I am a great proponent of Patient rights’ and Responsibilities’, Patient Satisfaction,and Patient Safety. Because I feel so strongly on these subjects, I have Chaired many committees pertaining to these subjects. Because I feel so strongly on these subjects, I teach not only patients but families, nurses, and residents many different subjects but, there is always a thread throughout the lecture with my passion for patient safety, satisfaction and rights throughout.
It doesn’t matter if the Anesthesiologist is having an off day or he is normally a jerk, unless he subscribes to this site, the unacceptable behavior continues because he has not been called to accountability. Patients’ have alot of power. The power to say: NO, or the power to say: WHAT DO YOU MEAN? and finally, the power to say: THAT WAS NOT OK, AND I WANT SOMEONE ELSE. A better venue to channel these grievences is on the Patient Satisfaction Survey, that every patient should receive a few weeks after a hospitalization. Fill the survey out and if the survey doesn’t directly address the area you have taken exception to, then use the comment section. These surveys get alot of attention and they don’t require a signature; however, names of people, signatures and telephone numbers are POWERFUL medicine. A pamphlet on Patient Rights and Responsibility is given to each patient on admission, read it. Take Childbirth Classes, empower yourselves.

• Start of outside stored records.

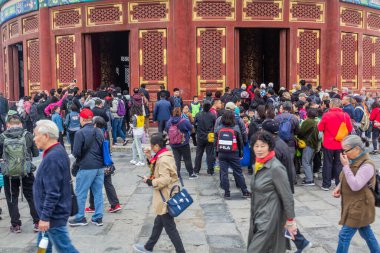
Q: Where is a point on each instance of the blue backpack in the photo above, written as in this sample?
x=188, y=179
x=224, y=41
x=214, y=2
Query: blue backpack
x=285, y=130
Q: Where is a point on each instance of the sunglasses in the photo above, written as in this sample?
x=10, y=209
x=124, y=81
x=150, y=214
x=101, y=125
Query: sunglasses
x=347, y=150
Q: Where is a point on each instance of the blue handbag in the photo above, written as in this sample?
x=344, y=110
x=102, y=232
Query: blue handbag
x=178, y=202
x=107, y=160
x=247, y=156
x=1, y=180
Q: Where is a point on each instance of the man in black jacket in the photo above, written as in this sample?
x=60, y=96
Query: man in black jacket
x=12, y=185
x=204, y=124
x=88, y=151
x=99, y=110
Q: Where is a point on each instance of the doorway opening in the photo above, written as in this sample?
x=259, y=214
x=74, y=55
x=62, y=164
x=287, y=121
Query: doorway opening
x=20, y=60
x=260, y=55
x=110, y=59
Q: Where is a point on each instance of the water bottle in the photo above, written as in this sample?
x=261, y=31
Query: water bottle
x=42, y=246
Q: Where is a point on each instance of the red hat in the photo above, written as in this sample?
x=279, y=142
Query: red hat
x=86, y=114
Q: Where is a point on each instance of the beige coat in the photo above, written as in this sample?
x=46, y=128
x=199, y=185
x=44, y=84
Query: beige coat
x=165, y=175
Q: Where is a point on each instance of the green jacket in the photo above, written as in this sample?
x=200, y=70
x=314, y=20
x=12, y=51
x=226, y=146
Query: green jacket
x=309, y=133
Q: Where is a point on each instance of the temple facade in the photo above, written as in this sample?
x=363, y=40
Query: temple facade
x=195, y=45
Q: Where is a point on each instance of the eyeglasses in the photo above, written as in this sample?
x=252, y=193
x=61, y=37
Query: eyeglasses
x=348, y=150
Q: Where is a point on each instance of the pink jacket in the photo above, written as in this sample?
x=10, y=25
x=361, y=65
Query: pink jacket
x=51, y=106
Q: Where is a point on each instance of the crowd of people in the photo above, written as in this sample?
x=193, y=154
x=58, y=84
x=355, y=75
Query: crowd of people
x=284, y=138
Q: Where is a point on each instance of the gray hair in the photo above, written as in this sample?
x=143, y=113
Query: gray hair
x=47, y=127
x=336, y=102
x=353, y=141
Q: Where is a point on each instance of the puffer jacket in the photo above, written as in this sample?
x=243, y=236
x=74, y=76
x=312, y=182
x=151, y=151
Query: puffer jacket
x=165, y=177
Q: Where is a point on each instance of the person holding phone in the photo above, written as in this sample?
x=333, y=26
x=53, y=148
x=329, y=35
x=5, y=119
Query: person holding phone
x=357, y=181
x=162, y=178
x=272, y=205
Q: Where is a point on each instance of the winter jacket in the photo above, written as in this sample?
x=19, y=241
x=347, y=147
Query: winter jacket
x=272, y=203
x=115, y=103
x=330, y=124
x=185, y=127
x=3, y=106
x=204, y=124
x=239, y=138
x=57, y=119
x=350, y=110
x=52, y=189
x=165, y=177
x=358, y=113
x=309, y=133
x=101, y=112
x=49, y=108
x=90, y=139
x=375, y=115
x=295, y=125
x=176, y=102
x=72, y=121
x=162, y=110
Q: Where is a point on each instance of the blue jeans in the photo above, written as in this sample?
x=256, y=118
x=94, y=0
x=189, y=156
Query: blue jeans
x=117, y=130
x=85, y=180
x=307, y=163
x=231, y=160
x=59, y=237
x=346, y=234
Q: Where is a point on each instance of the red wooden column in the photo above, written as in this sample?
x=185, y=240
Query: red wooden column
x=283, y=59
x=14, y=88
x=45, y=50
x=332, y=40
x=89, y=83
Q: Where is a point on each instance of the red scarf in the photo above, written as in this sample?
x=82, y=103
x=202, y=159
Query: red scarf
x=153, y=160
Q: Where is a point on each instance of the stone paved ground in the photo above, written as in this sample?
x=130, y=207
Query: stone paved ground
x=210, y=225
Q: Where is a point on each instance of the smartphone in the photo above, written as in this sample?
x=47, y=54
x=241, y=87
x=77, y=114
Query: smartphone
x=287, y=234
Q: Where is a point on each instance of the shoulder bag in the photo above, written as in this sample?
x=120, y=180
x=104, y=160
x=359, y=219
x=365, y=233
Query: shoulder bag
x=178, y=202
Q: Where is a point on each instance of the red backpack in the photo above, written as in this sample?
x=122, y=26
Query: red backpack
x=226, y=140
x=175, y=135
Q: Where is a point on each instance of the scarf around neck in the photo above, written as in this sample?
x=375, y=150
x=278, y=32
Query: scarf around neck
x=153, y=160
x=261, y=161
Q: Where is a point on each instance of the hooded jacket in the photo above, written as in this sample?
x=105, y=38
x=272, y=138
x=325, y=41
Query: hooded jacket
x=185, y=127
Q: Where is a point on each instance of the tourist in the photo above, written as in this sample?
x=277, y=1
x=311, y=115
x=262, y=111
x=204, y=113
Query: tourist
x=57, y=119
x=138, y=132
x=181, y=149
x=162, y=112
x=52, y=189
x=272, y=205
x=72, y=123
x=162, y=179
x=12, y=143
x=113, y=200
x=117, y=120
x=330, y=123
x=358, y=202
x=176, y=100
x=89, y=154
x=375, y=118
x=229, y=151
x=204, y=124
x=309, y=134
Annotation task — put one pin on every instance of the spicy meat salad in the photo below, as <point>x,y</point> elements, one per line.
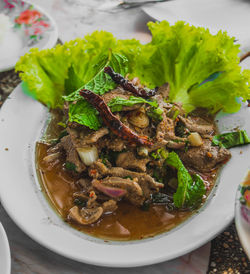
<point>148,151</point>
<point>135,150</point>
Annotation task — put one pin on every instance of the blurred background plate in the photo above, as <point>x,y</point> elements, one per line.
<point>22,27</point>
<point>4,252</point>
<point>227,15</point>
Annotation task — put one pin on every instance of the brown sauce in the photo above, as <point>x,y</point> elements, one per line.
<point>126,223</point>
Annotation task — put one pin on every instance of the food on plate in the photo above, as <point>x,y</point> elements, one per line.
<point>132,148</point>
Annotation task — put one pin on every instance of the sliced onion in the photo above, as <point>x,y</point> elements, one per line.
<point>112,192</point>
<point>88,155</point>
<point>51,157</point>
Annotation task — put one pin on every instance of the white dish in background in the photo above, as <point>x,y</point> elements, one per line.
<point>4,252</point>
<point>22,120</point>
<point>30,26</point>
<point>227,15</point>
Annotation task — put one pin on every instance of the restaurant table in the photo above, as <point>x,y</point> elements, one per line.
<point>75,18</point>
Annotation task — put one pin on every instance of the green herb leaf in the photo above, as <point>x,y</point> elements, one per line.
<point>202,69</point>
<point>189,191</point>
<point>117,103</point>
<point>101,82</point>
<point>83,113</point>
<point>231,139</point>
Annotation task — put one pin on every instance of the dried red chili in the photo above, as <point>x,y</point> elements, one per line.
<point>128,85</point>
<point>111,121</point>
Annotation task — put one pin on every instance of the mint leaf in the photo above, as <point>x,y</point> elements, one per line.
<point>231,139</point>
<point>117,103</point>
<point>190,190</point>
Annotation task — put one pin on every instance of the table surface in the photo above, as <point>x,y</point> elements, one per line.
<point>76,18</point>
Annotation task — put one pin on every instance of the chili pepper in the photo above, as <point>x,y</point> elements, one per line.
<point>128,85</point>
<point>111,121</point>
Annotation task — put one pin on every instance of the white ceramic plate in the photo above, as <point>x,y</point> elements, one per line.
<point>227,15</point>
<point>22,121</point>
<point>4,252</point>
<point>31,27</point>
<point>242,217</point>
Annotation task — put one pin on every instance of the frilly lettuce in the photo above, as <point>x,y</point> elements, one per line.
<point>202,69</point>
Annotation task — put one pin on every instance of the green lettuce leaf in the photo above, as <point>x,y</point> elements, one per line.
<point>50,74</point>
<point>190,190</point>
<point>101,82</point>
<point>231,139</point>
<point>117,103</point>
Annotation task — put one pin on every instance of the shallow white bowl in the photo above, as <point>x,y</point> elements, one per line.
<point>22,121</point>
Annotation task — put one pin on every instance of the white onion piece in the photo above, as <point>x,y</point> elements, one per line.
<point>195,139</point>
<point>88,155</point>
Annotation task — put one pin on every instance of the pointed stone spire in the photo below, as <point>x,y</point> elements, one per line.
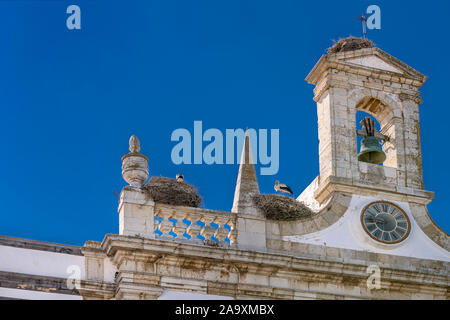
<point>246,184</point>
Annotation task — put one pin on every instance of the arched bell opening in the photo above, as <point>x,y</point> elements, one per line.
<point>374,132</point>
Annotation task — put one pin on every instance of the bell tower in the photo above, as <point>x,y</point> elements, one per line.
<point>354,76</point>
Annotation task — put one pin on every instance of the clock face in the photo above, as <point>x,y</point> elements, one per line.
<point>385,222</point>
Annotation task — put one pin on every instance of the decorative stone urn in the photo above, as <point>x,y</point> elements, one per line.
<point>135,165</point>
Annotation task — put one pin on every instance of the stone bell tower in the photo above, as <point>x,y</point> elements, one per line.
<point>359,76</point>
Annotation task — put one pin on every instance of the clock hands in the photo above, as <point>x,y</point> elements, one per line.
<point>375,219</point>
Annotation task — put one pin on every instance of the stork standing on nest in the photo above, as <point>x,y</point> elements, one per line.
<point>283,188</point>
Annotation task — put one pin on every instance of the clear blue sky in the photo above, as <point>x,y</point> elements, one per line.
<point>71,99</point>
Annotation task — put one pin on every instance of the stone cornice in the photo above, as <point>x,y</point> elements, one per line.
<point>258,261</point>
<point>40,245</point>
<point>389,192</point>
<point>326,62</point>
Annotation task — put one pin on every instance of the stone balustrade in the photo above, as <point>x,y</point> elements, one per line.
<point>194,225</point>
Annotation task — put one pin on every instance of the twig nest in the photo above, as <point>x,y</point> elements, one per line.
<point>277,207</point>
<point>169,191</point>
<point>350,44</point>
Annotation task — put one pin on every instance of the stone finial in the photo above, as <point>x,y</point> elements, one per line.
<point>135,145</point>
<point>247,183</point>
<point>135,165</point>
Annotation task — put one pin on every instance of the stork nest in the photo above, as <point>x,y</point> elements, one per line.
<point>169,191</point>
<point>350,44</point>
<point>281,208</point>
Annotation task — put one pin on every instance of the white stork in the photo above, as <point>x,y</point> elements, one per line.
<point>283,188</point>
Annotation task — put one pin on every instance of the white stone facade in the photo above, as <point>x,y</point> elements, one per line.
<point>174,252</point>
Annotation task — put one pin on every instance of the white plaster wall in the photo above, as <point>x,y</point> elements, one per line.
<point>181,295</point>
<point>109,270</point>
<point>38,262</point>
<point>35,295</point>
<point>348,233</point>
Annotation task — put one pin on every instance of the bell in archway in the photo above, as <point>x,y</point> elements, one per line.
<point>370,147</point>
<point>370,151</point>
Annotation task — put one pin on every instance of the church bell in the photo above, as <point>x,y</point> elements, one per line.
<point>371,151</point>
<point>370,147</point>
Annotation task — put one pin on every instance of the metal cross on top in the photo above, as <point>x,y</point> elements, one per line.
<point>363,20</point>
<point>368,129</point>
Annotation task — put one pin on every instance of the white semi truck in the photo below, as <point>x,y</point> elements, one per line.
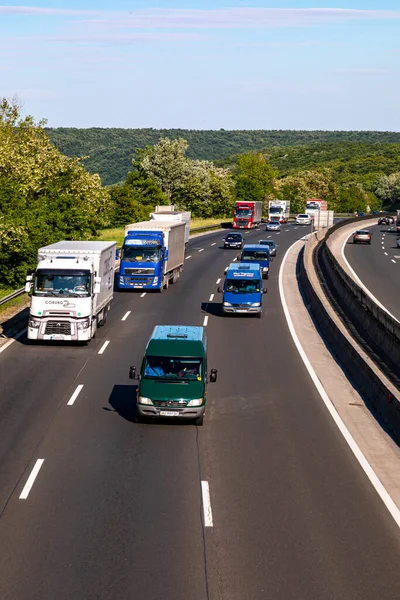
<point>278,210</point>
<point>71,290</point>
<point>168,213</point>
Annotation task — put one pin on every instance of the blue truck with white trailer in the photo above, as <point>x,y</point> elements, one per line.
<point>242,291</point>
<point>152,255</point>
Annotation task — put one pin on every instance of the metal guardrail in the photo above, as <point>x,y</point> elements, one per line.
<point>11,296</point>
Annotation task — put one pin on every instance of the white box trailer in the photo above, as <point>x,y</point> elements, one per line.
<point>173,241</point>
<point>172,215</point>
<point>71,290</point>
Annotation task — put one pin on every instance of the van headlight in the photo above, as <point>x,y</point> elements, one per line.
<point>196,402</point>
<point>33,323</point>
<point>144,400</point>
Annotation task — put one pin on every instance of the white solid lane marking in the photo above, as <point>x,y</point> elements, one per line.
<point>75,395</point>
<point>360,283</point>
<point>31,479</point>
<point>104,346</point>
<point>205,492</point>
<point>368,470</point>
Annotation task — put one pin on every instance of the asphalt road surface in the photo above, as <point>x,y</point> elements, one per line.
<point>378,266</point>
<point>117,508</point>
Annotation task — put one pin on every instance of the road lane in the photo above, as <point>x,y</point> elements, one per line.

Now, in terms of my IVs, well…no one has ever complained to my Manager or Administration through letters or surveys. Maybe they complained on this site….but, it never got back to me for accountability ;therefore, I can’t make changes in my words or technique to the detriment of other patients.
Childbirth should be a wonderful experience for parents, but it takes all parties working together to make it happen. Communication is a wonderful thing.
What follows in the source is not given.